EVIL: Evolving Interpretable Algorithms for Zero-Shot Inference on Event Sequences and Time Series with LLMs
Pith reviewed 2026-05-10 08:54 UTC · model grok-4.3
The pith
LLM-guided evolution discovers one compact Python program that performs zero-shot inference across event sequences and time series tasks.
A machine-rendered reading of the paper's core claim, the machinery that carries it, and where it could break.
Core claim
EVIL applies LLM-guided evolutionary search to discover pure Python/NumPy programs that carry out zero-shot, in-context inference for dynamical systems. For next-event prediction in temporal point processes, rate matrix estimation in Markov jump processes, and time series imputation, one evolved algorithm generalizes across all datasets in the domain without per-dataset training.
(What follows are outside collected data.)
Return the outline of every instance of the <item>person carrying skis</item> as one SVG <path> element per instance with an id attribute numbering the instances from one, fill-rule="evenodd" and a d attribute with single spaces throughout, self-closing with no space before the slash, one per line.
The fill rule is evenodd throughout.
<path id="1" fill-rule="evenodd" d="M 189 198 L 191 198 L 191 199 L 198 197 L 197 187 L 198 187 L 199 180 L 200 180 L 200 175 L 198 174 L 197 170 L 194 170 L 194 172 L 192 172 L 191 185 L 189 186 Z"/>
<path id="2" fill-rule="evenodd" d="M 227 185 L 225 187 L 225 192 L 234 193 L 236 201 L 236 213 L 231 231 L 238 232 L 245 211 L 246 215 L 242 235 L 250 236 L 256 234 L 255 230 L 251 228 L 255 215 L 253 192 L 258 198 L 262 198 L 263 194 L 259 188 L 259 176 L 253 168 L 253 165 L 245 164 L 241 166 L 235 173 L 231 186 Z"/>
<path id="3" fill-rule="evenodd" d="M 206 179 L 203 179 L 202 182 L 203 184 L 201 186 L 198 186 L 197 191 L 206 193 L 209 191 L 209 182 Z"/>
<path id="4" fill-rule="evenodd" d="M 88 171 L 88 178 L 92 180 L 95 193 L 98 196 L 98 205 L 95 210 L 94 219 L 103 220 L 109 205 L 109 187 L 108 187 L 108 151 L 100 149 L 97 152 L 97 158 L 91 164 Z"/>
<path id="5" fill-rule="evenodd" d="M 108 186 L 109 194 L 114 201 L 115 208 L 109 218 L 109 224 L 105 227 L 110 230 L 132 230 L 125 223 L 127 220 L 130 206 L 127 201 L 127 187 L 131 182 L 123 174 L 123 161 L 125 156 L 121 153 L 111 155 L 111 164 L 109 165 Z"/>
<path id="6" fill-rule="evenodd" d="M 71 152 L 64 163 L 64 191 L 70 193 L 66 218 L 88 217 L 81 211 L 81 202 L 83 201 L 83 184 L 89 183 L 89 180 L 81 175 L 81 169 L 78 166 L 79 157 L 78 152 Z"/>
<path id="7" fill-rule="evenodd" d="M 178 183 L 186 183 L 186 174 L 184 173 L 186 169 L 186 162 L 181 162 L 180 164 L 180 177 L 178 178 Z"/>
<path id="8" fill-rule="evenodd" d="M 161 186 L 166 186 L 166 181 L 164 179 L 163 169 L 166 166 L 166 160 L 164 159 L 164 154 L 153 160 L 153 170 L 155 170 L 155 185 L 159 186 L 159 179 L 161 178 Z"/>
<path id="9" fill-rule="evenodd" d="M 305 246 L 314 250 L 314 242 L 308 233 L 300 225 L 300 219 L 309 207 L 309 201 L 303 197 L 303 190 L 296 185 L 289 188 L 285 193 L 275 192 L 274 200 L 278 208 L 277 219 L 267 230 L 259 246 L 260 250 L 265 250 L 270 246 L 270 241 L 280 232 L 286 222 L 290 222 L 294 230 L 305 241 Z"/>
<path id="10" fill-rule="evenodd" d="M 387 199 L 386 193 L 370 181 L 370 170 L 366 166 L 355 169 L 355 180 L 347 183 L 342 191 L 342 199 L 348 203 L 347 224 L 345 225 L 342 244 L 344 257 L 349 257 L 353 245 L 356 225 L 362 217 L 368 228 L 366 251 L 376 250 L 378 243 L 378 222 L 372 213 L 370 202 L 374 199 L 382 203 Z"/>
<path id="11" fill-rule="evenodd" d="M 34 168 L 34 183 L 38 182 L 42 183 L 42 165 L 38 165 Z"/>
The programs are competitive with or better than deep learning baselines, execute far faster, and consist of fully interpretable code.
What carries the argument
LLM-guided evolutionary search that proposes, mutates, and selects candidate Python programs until a single compact function emerges that generalizes zero-shot to the full set of datasets for a given inference task.
If this is right
- A single algorithm suffices for inference across multiple datasets within each dynamical systems domain.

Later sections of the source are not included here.